C'est la chèvre de Norette, cette chèvre d'or, dont la clochette d'argent, couverte de signes mystérieux, doit révéler la placé d'un trésor caché. Mais finalement il ne reste de trésor que les yeux noirs, les lèvres rouges et le sein gonflé de Norette.

Qu'est-ce que la science et qu'est-ce que la richesse au prix du sourire d'une belle enfant? Et le conte finit par les noces de Norette. Le beau conte, et qui se termine si heureusement! Pourvu que le mari de Norette, après la lune de miel, ne se remette pas à chercher le trésor! Il y perdrait la joie du coeur et la paix de l'âme. Plutôt, puisqu'il ne peut rester toujours sous le doux étonnement de la beauté de Norette, plutôt qu'il fouille de nouveau dans le grenier aux parchemins et qu'il y cherche des vieux noms et des vieilles dates! Qu'il compose l'histoire du Puget-Maure sous la domination arabe. C'est un beau sujet et propre à remplir la longue paix des soirs. Un vieux scoliaste a dit, je ne sais où, cette grave parole: «On se lasse de tout, excepté de comprendre.» La vérité est que tout vaut mieux que de songer à soi-même et de considérer sa propre condition. C'est pourquoi il y a d'honnêtes gens qui étudient les poids et mesures des Assyriens ou la procédure civile en Égypte sous les Lagides, ce qui est une grande preuve de la mélancolie de vivre. Heureusement qu'il y a aussi, pour charmer la vie, des contes comme la Chèvre d'or.

Je n'en veux détacher qu'une page, si belle et d'un si grand style que je n'en sais pas de meilleure dans aucun conteur. C'est l'histoire, rapportée par le curé du Puget, des deux qui sont morts.

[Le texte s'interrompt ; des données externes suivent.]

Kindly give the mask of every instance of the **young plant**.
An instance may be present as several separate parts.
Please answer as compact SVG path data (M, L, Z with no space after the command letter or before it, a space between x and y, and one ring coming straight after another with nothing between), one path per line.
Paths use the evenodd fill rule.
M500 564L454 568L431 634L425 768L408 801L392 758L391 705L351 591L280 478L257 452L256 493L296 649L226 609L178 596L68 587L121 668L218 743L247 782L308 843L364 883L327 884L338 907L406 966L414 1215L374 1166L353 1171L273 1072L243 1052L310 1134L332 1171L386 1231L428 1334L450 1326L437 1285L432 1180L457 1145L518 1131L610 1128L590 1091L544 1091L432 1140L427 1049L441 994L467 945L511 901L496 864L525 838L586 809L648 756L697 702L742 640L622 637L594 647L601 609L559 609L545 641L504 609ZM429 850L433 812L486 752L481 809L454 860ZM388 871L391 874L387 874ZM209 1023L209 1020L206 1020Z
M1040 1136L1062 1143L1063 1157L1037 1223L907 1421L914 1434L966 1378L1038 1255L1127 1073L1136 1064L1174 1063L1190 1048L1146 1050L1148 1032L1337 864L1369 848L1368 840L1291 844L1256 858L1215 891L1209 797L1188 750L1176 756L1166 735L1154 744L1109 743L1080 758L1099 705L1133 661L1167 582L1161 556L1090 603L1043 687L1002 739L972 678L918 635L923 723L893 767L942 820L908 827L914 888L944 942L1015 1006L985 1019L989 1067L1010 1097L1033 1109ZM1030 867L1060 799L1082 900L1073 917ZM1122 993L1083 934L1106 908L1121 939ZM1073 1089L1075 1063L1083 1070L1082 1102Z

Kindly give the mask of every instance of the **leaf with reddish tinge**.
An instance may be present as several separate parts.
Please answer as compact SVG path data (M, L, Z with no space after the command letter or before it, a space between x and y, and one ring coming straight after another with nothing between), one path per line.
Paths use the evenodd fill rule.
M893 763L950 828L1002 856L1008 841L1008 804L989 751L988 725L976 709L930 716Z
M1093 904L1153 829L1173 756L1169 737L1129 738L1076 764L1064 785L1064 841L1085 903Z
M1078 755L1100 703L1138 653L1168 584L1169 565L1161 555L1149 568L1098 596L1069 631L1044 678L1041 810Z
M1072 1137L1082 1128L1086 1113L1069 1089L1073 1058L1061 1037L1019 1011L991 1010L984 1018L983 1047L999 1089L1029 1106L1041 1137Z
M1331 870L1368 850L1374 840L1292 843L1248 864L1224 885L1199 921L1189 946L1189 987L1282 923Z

Vers l'année 1500, deux cousins, l'un Gazan, l'autre Galfar, se trouvèrent en rivalité pour épouser une cousine. Non qu'ils l'aimassent. Elle était, il est vrai, admirablement belle; mais, aussi pauvres l'un que l'autre, s'étant ruinés, l'aîné à faire ses caravanes sur mer, l'autre dans les tripots d'Avignon, sous prétexte d'étudier la médecine, c'est surtout le secret du trésor qu'ils désiraient d'elle. Aucun ne voulait céder. Ils se querellèrent et le cadet souffleta l'aîné.

Puis, sans que personne les vit, un soir, tous deux Caïn, tous deux Abel, ils allèrent dans la montagne du côté de la chapelle que déjà un ermite gardait.

Au milieu de la nuit, l'ermite crut rêver que quelqu'un frappait de grands coups à sa porte, et, s'éveillant, il entendit crier: «Au secours! j'ai tué mon frère!» Alors, étant sorti, il vit à la clarté des étoiles, dans l'herbe du cimetière, un jeune homme étendu, dont un cavalier plus âgé, mais lui ressemblant singulièrement, soutenait la tête.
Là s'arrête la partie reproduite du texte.